4−2: 法務博士と大学課長
夜になり、やはり大学課長に呼び出された。聞かれることは決まっている。
課長に先導されて避難所の裏手に回った。数人が既に待っていた。避難所と周辺の夜間照明で、薄暗いもののおよその人相はわかる。あの若者を私刑にした連中だ。
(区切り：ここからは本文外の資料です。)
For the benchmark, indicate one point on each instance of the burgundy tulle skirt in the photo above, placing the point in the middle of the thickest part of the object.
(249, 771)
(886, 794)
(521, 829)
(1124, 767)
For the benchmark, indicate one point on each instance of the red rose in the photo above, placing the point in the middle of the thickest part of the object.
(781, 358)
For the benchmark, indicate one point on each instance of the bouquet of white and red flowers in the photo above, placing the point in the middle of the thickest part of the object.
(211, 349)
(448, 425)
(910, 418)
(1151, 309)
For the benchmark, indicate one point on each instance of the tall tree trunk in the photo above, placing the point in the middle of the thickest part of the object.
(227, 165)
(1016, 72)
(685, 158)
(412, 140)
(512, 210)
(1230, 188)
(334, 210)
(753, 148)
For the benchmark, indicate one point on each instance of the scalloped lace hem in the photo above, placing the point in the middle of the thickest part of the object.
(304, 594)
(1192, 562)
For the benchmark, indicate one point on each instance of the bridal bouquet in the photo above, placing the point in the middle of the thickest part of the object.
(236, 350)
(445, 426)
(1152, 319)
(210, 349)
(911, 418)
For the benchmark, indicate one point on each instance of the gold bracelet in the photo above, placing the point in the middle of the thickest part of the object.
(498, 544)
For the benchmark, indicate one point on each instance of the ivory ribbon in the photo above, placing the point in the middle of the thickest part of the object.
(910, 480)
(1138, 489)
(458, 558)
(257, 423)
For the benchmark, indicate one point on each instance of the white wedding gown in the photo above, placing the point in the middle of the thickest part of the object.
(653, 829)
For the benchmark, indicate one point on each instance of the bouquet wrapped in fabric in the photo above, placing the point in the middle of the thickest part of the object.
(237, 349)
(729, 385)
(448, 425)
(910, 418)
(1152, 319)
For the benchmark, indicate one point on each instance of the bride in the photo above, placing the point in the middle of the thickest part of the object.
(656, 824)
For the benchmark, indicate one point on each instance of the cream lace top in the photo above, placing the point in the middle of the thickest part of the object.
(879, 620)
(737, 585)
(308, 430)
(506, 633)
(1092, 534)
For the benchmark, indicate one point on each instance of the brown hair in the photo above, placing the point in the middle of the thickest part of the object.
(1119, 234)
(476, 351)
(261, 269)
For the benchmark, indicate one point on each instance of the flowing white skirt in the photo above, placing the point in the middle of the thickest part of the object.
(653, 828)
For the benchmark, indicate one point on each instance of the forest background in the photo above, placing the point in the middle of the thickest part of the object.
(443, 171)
「教父のところに行ったそうですね。何を話したのか教えてもらえませんか?」
薄暗いからこそだろうか。課長の笑顔が歪んで見える。
「不安だ。いつ状況が好転するかも見えず、不安だ。ただ、そういう話でした」
「好転? もう好転しているじゃないですか? 同志とも連絡が取れる。あとは消耗戦で軍が疲弊し解体していくのを見守るだけだ」
そう言いながら課長は私の後に周った。
「そのあとに、正しい秩序による正しい世界を作るだけです」
「その正しい秩序は、誰にとってのものなんですか?」
振り返ることができないまま訪ねた。
「誰にとってもですよ」
若者の目が私を見ていた。教えの目が私を見ていた。だが、それらにはいつもの怖さは感じなかった。
「正しい秩序とはどうやって担保されるんですか?」
「そのときに、できる範囲で最善の選択を」
「でしょうね。ではその最善とはどういうものですか? 情報の流通は滞り、それでどうやって最善の選択をするんですか? 知りうる限りを知り、考えうる限りを考え、議論の限りをつくす。最善の選択とはそういうものではないのですか?」
「もちろん、そうですよ。知りうる限りを知って、考えうる限りを考えます。ですが律法者の君にはわかるはずだ。現実という制約がある。その中で最善の選択を」
若者の目が私を見ていた。教えの目が私を見ていた。それらが、むしろ信念に似たものを与えてくれる。
「それを最善と呼べるのですか?」
「できる限りの最善、ですね。それ以上を望むことができますか?」
「いいや、違う。それはせいぜい次善だ。科学技術がそれを可能にしたかもしれないのに」
若者の目が私を見ていた。教えの目が私を見ていた。それらは確固とした立脚点を与えてくれる。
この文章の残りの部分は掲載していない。